3 weeks later he made 2 more students commit to add to his streak, because he would bully them to the point were they couldn't take it anymore and wanted to die, I  whispered to myself  "this is it, I'm fucking next" . It's not like I wasn't expecting this to happen at all, I knew it was coming, and I knew I had to do something to stop it before it happens, but did I, no of course not. (Sarcastically) Pshht why would I want to do such a thing for something I know is going to end me. The next day Derick comes up to me as usual and says
" did your mom have her cup of cof- sorry I meant Jack Daniels this morning, instead of caring for you.
" yeah, she actually did, how did you know" he says to his friend group
" hey guys, I bet the bottle is empty by now"
" she probably looking for an extra one in her stash by now" said Jake Blanche, I was pissed so I said,
" do you guys know I can fucking hear you, don't you guys have better things to be doing, like getting your grades up, or actually going to class instead of fucking around with other students that are just trying to have a normal day without your stupid little petty ass comments ruining their day and them going home to pull a trigger next to their head, you think this shit is cool, you think it's funny" they go silent
" now that I you shut the hell up, why don't to going home and cry to mommy and daddy that you just were called out for the first time by a " nerd " I hope you all lose your fucking spots on the football team assholes" They haven't said anything nor made eye contact with me the rest of the day. " I did it" I said "I really did". Later that day I walk home and am ready for my daily lectures after I go to my room and lock the door behind me until I hear screaming... I rush to the door and unlock it to find my drunk mother screaming at the hole in the wall. "Jesus Christ " I say to myself as I rolled my eyes and, once again, shut the door and locked it behind me so my mom didn't barge in and lecture me, I go to my desk and start my homework than I further realize that Derick texted me and says
" hey for what happened at school earlier, "

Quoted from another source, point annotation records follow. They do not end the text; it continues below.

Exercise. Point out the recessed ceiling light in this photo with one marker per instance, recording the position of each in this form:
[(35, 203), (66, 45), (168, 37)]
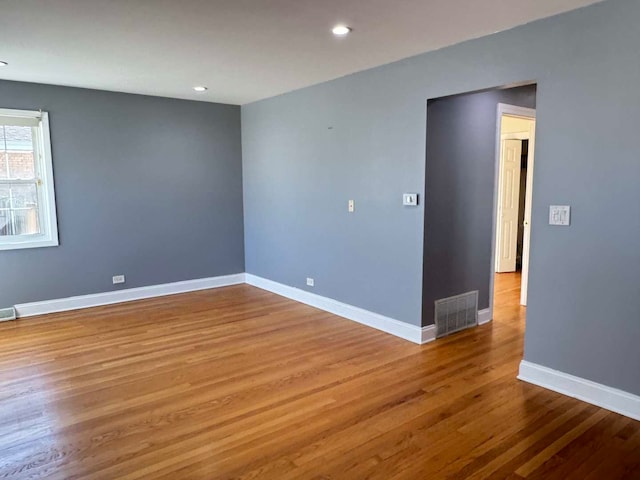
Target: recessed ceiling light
[(341, 30)]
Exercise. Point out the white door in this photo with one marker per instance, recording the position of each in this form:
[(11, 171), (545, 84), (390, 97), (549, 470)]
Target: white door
[(508, 205)]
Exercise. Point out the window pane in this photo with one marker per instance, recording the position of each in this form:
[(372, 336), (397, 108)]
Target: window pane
[(18, 210), (16, 153)]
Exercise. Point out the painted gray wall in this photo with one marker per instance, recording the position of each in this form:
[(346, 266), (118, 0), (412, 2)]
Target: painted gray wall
[(147, 187), (584, 293), (459, 187)]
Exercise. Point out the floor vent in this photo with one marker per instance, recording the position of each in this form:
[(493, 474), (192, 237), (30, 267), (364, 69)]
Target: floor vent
[(7, 314), (456, 313)]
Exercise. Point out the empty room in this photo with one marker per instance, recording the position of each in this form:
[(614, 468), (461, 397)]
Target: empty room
[(319, 240)]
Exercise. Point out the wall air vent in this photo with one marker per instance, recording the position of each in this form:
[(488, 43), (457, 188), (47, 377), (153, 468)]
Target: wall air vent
[(7, 314), (456, 313)]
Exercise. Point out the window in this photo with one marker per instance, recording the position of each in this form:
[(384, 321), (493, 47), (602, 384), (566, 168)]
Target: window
[(27, 200)]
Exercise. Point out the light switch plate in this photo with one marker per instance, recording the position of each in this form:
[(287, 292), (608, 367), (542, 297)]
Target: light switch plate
[(560, 215), (410, 199)]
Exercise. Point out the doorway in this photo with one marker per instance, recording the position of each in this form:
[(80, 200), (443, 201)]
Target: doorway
[(515, 146)]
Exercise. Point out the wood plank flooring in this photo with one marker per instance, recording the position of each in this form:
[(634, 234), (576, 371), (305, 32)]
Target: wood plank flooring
[(238, 383)]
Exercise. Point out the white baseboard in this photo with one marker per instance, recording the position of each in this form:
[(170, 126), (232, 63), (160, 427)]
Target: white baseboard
[(484, 316), (413, 333), (610, 398), (127, 295)]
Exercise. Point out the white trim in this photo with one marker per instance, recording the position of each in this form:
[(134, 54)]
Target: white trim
[(130, 294), (610, 398), (484, 316), (505, 109), (10, 112), (413, 333)]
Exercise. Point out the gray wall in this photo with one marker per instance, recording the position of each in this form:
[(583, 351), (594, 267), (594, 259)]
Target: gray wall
[(146, 187), (459, 187), (584, 293)]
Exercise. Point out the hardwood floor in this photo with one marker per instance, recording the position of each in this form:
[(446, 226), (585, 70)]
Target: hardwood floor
[(240, 383)]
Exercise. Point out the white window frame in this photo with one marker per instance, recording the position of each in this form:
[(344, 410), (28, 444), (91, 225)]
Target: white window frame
[(48, 236)]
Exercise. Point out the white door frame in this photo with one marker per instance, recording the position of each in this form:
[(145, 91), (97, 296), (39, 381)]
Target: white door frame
[(515, 111)]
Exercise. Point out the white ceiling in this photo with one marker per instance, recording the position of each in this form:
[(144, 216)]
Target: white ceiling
[(243, 50)]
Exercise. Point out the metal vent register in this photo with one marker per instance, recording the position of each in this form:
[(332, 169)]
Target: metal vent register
[(456, 313)]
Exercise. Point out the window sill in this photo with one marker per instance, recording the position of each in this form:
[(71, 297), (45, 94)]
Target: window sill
[(23, 244)]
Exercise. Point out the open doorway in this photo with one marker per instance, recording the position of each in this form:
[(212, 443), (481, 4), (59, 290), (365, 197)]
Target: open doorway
[(461, 175), (515, 146)]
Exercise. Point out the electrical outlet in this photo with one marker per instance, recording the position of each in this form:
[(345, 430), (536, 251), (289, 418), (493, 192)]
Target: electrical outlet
[(410, 199), (560, 215), (352, 206)]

I just want, to say you are a loser you think you can stop me" I replied with
" yes I know I can, know why ? I did dumb shit" he texted me after and hour
" no you didn't and guess what your dumb ass did"
" What"
" you got me kicked off the football team shit head"
"Good, you deserve to have shit in you face for once, you think that you are this big jock that's can do whatever he wants whenever, no, reality check no one gets what they fucking want, deal with it asshole." I later blocked him then continued to finish my homework.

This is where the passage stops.